Photo by Keigo Moriyama

When Joseph and Mary found no room at the inn, they did at least have the option of delivering their divine package in an adjacent barn. At Monjirou, there is no such safe haven. With its wide selection of delicious kushiyaki at surprisingly low prices, the place is almost always packed. It took us three visits just to get in, and even then we were warned that we might have to move to a smaller table later on.

The location helps. Situated in the steep inclines of Shibuya’s Sakuragaoka area, it’s surrounded by offices and other eateries, attracting a young, well-to-do clientele whose lively conversation gives the restaurant a convivial vibe.

Despite the bustle, service is speedy, and before long we’re tucking in to the first of many shared dishes.

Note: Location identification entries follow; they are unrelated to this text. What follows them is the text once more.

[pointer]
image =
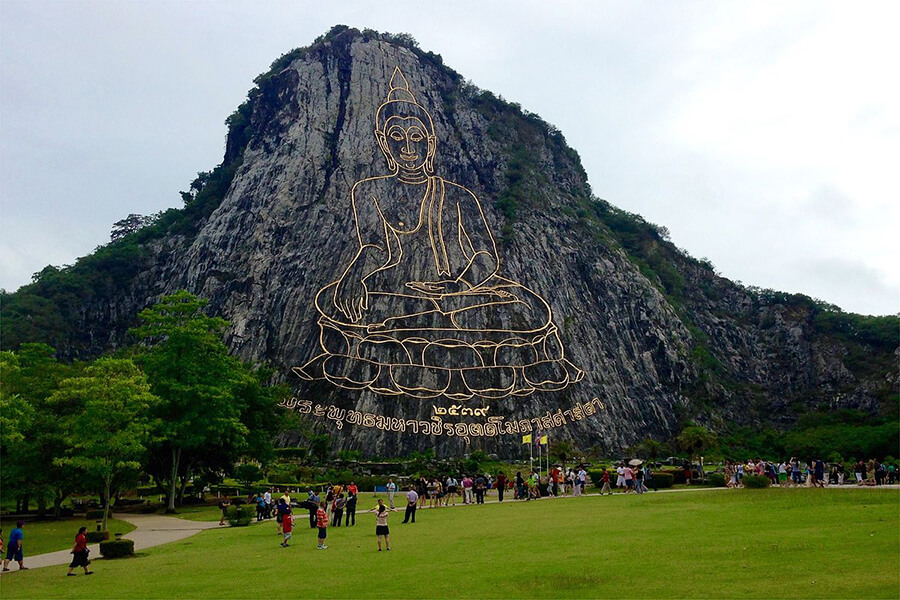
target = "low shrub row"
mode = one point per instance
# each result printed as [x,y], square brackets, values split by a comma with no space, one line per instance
[116,548]
[755,481]
[96,536]
[239,516]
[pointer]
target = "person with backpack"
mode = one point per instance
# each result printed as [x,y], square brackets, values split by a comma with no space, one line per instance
[337,510]
[80,553]
[648,480]
[322,524]
[501,485]
[351,509]
[281,509]
[381,527]
[287,527]
[604,477]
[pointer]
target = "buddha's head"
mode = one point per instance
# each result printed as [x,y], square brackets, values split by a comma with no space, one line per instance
[404,129]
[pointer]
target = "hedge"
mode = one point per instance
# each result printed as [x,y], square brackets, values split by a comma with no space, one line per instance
[717,480]
[596,478]
[116,548]
[755,481]
[661,479]
[96,536]
[239,516]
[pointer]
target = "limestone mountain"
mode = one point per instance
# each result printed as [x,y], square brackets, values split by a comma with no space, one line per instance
[660,337]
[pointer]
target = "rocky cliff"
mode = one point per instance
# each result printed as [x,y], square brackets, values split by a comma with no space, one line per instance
[660,337]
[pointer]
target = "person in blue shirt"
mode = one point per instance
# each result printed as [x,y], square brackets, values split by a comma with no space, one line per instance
[14,547]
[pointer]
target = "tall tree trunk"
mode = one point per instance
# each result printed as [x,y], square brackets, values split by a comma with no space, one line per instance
[106,494]
[176,458]
[58,499]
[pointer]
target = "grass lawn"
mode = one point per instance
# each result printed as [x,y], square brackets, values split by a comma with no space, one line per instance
[50,536]
[797,543]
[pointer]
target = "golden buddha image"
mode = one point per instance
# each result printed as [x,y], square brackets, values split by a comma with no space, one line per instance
[421,309]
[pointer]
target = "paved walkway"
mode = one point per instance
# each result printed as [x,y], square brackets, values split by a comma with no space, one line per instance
[155,530]
[151,530]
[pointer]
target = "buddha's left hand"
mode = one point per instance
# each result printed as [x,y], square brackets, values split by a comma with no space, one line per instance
[439,288]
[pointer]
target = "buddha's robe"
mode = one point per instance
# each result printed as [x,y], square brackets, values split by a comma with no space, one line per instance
[491,337]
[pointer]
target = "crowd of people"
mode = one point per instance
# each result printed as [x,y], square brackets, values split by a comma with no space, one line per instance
[334,505]
[814,473]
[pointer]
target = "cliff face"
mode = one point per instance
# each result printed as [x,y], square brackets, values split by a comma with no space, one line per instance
[660,337]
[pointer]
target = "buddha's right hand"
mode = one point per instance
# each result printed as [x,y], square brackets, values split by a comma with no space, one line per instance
[351,298]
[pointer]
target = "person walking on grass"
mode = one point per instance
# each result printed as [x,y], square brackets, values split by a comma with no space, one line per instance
[467,489]
[501,485]
[604,477]
[582,478]
[337,510]
[287,527]
[412,498]
[14,547]
[224,503]
[351,508]
[451,486]
[312,505]
[381,528]
[629,479]
[281,509]
[479,489]
[648,480]
[322,524]
[391,488]
[80,554]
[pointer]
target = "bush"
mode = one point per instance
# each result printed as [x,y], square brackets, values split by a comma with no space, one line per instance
[662,479]
[116,548]
[596,478]
[129,502]
[239,516]
[96,536]
[755,481]
[292,452]
[716,480]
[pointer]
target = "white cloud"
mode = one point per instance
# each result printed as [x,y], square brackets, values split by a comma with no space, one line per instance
[764,134]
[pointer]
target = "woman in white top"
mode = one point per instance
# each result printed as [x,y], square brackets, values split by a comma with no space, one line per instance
[381,529]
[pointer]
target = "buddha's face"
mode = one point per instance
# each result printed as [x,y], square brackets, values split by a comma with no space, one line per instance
[406,142]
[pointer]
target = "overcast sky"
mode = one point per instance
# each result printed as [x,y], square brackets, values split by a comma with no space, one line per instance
[764,135]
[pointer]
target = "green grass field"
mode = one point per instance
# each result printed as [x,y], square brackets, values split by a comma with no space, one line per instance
[797,543]
[50,536]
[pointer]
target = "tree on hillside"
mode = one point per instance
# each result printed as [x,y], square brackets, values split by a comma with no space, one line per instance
[562,450]
[34,428]
[695,440]
[127,226]
[651,448]
[213,408]
[109,435]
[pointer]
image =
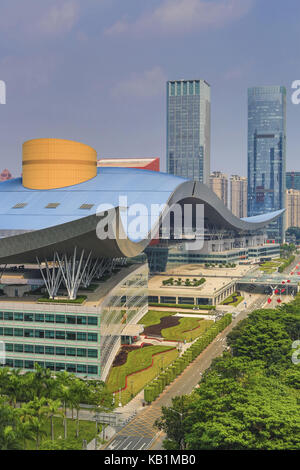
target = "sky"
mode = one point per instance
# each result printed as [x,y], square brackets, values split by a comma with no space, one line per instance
[95,71]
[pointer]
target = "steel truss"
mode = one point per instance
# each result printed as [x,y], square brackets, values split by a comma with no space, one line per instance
[53,277]
[72,271]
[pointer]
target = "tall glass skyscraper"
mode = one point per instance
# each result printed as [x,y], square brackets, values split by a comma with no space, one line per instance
[267,153]
[188,129]
[293,180]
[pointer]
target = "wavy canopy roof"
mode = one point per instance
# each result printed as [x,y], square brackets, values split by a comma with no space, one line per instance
[38,222]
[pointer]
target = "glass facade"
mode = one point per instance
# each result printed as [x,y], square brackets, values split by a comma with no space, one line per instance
[125,304]
[77,339]
[293,180]
[188,129]
[267,154]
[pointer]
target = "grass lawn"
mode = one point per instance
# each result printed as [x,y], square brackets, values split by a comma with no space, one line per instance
[86,431]
[153,317]
[188,329]
[79,300]
[230,299]
[137,360]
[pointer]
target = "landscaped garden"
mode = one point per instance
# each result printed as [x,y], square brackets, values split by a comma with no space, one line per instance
[34,404]
[183,306]
[233,300]
[173,328]
[142,365]
[187,329]
[183,282]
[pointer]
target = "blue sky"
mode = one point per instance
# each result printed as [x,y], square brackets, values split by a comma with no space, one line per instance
[95,71]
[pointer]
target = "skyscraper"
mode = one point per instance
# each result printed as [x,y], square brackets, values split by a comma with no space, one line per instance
[219,184]
[238,195]
[267,153]
[188,129]
[293,180]
[292,208]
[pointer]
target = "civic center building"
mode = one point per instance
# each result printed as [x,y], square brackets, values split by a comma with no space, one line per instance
[69,299]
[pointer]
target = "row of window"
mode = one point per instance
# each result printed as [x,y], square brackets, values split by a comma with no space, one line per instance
[49,334]
[55,366]
[50,350]
[51,205]
[49,318]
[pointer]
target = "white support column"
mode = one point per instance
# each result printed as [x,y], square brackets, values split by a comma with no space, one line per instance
[72,271]
[90,271]
[53,276]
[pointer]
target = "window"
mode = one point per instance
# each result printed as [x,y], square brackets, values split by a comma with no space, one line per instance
[20,205]
[8,316]
[39,333]
[60,319]
[71,352]
[29,365]
[18,332]
[92,337]
[92,353]
[52,205]
[28,317]
[49,350]
[39,317]
[71,336]
[8,332]
[71,319]
[60,335]
[60,351]
[81,352]
[92,370]
[50,334]
[18,316]
[49,318]
[39,350]
[81,336]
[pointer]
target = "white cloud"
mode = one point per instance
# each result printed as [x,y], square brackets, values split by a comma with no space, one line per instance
[146,85]
[181,16]
[59,18]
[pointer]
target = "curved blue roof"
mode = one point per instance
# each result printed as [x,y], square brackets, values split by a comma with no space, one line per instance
[140,196]
[138,186]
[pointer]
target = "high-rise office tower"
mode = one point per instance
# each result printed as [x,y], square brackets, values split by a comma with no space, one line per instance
[238,195]
[188,129]
[293,180]
[218,182]
[292,208]
[267,154]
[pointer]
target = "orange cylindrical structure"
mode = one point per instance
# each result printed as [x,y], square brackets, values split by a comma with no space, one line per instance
[56,163]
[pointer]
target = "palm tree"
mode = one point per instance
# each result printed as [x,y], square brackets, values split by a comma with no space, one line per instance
[38,413]
[53,409]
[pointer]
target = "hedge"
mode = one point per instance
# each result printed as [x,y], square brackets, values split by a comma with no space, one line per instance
[200,307]
[154,388]
[286,264]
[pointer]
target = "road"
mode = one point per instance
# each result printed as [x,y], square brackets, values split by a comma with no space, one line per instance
[140,434]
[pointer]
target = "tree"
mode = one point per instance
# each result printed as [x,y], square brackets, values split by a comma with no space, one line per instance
[37,414]
[53,409]
[173,423]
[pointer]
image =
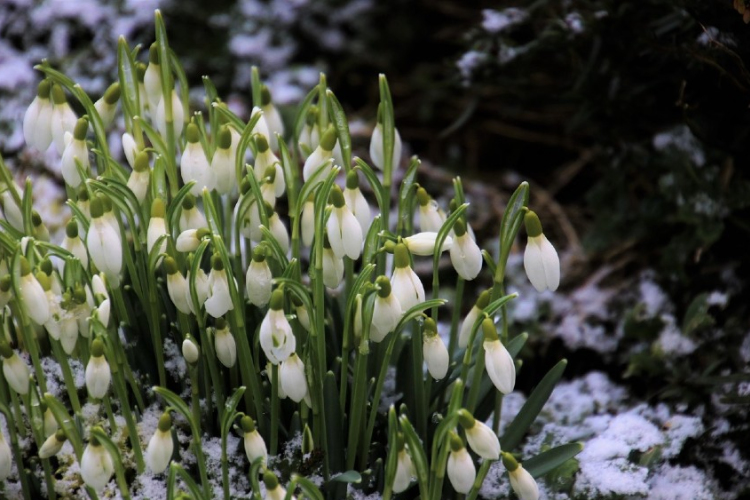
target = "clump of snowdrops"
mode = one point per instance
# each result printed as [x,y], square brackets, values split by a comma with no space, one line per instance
[251,245]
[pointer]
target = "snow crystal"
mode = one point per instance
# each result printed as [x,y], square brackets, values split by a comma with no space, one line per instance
[496,21]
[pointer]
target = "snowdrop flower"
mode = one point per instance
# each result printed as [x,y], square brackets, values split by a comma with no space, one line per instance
[98,374]
[140,176]
[33,299]
[481,438]
[386,310]
[107,104]
[405,282]
[103,243]
[191,239]
[178,116]
[272,116]
[190,350]
[201,290]
[307,223]
[223,161]
[258,280]
[471,318]
[219,300]
[63,119]
[540,258]
[226,347]
[466,256]
[157,226]
[160,446]
[461,470]
[434,351]
[405,469]
[76,149]
[152,79]
[431,217]
[319,158]
[96,465]
[194,165]
[377,145]
[344,232]
[73,244]
[265,160]
[130,148]
[255,447]
[52,445]
[356,201]
[520,480]
[424,243]
[177,286]
[497,359]
[292,378]
[274,491]
[6,459]
[276,337]
[190,216]
[15,370]
[37,122]
[333,267]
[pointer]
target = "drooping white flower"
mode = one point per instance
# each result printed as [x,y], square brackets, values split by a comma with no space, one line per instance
[307,223]
[178,116]
[434,351]
[386,310]
[471,318]
[73,244]
[356,201]
[466,256]
[15,370]
[6,459]
[424,243]
[497,360]
[33,299]
[481,438]
[319,158]
[255,447]
[157,226]
[224,344]
[160,446]
[223,161]
[520,480]
[51,446]
[272,116]
[96,465]
[140,176]
[430,216]
[219,300]
[62,119]
[276,336]
[404,281]
[292,378]
[103,243]
[194,165]
[37,122]
[190,350]
[344,232]
[98,373]
[540,259]
[405,469]
[259,279]
[377,146]
[461,469]
[106,105]
[333,267]
[152,79]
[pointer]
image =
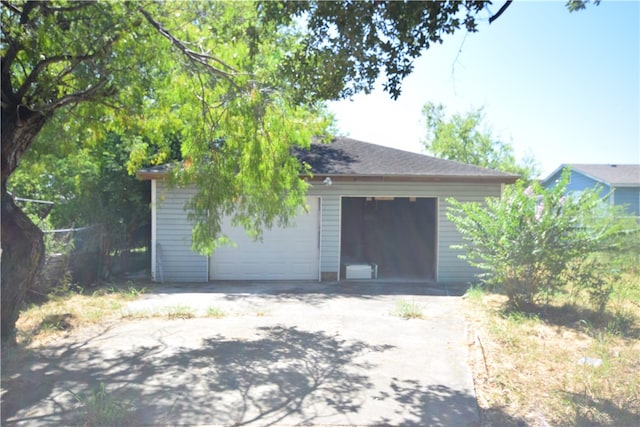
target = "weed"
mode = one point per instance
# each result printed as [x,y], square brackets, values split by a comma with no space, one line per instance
[533,361]
[215,312]
[178,312]
[474,293]
[101,409]
[408,310]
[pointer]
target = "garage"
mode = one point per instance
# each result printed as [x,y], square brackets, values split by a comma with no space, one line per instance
[397,234]
[285,253]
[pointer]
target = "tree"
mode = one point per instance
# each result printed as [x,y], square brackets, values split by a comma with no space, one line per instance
[533,242]
[462,138]
[89,185]
[236,83]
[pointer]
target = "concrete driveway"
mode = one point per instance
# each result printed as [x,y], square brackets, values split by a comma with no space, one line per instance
[282,354]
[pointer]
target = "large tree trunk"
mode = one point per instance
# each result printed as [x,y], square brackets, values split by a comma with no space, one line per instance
[22,243]
[22,259]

First, a bowl of nimono arrived gratis; the soft vegetables and assorted innards in salty broth were warming under the strong air-con. A generous serving of deep-fried tofu (¥380) was crunchy outside and runny inside, topped with leeks, bonito flakes and a dollop of fresh ginger puree. The fried asparagus (¥380) from the specials menu yielded lank vegetables in heavy breadcrumbs, drizzled in a tart tonkatsu sauce. Better yet, the toriwasa (¥420), also a special, was a bountiful plate of moist raw chicken breast, its edges delicately seared, served with fiery wasabi.

More typical fare from the kushiyaki grill included tebasaki chicken wings (¥150) that were so crispy you could taste the charcoal (this isn’t on the English menu, so be sure to ask); tsukune (¥120); and a selection of yakitori (¥380), which included the standard combination of thigh meat, heart, liver, crispy skin and spring onion, all fired to juicy perfection. The sirloin skewers (¥150) were greasy and salty but tender, and served with more of that wicked wasabi. On the flamed-veggie front we tried a couple of sticks each of baby tomatoes (¥120), shiitake mushrooms (¥120) and shishito peppers (¥80).

The drinks menu offers the usual draft beer (Yebisu, ¥550), shochu (from ¥410) and sake—we went for the dryish Uragasumi sake, available hot or cold. Again, most of the nihonshu and shochu selection is not found on the English menu, so call over one of the obliging staff if you need help. The dessert of the day was a tiny sliver of tiramisu (¥280)—creamy, firm and topped with plenty of espresso.

After all that chow, Monjirou wasn’t the only one that was stuffed. On the way out, we were handed a rice ball as a parting gift; we unwrapped it for a nibble, but soon gave up. No room at the inn, see.